Natural Language Processing: Intro

Vitaly Vlasov

Lviv University

History

Stats

When?

Approximately between 200,000 years ago and 60,000 years ago (between the appearance of the first anatomically modern humans in southern Africa and the last exodus from Africa respectively)

How many?

Human languages count: 7097 (as of 2018).

Intelligent behaviour

Speaker (writer)

has the goal of communicating some knowledge
then plans some language that represents the knowledge
and acts to achieve the goal

Listener (reader)

perceives the language
and infers the intended meaning.

Reasons for NLP

To communicate with humans.
To learn.
To advance the scientific understanding of languages and language use

Goal of natural language

A medium for communication

rather than pure representation.

Plato vs Sophists

Sophists argued that physical reality can only be experienced through language.

Sapir-Whorf hypothesis

Language impacts cognition.
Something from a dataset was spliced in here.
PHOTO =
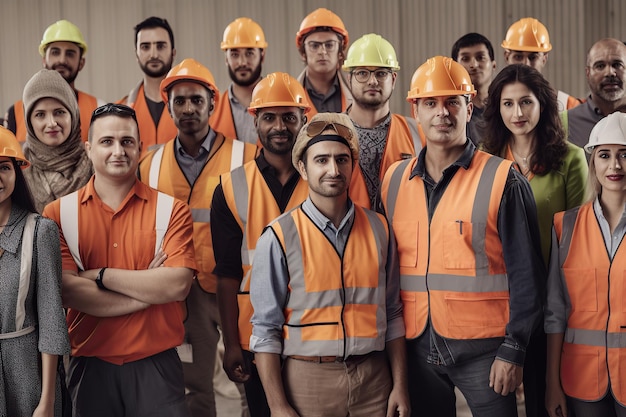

Also known as linguistic relativity.

Predecessors

Australian aboriginal language Guugu Yimithirr have no words for relative (or ego- centric) directions, such as front, back, right, or left. Instead they use absolute directions, saying, for example, the equivalent of “I have a pain in my north arm.”

(Norvig “Artificial Intelligence: A Modern Approach”)

Predecessors

Wilhelm von Humboldt: language as a spirit of a nation.

Sapir-Whorf hypothesis

Deep structure

Wanner experiment (1974)

Subjects remember exact words with 50% accuracy but remember the content with 90% accuracy.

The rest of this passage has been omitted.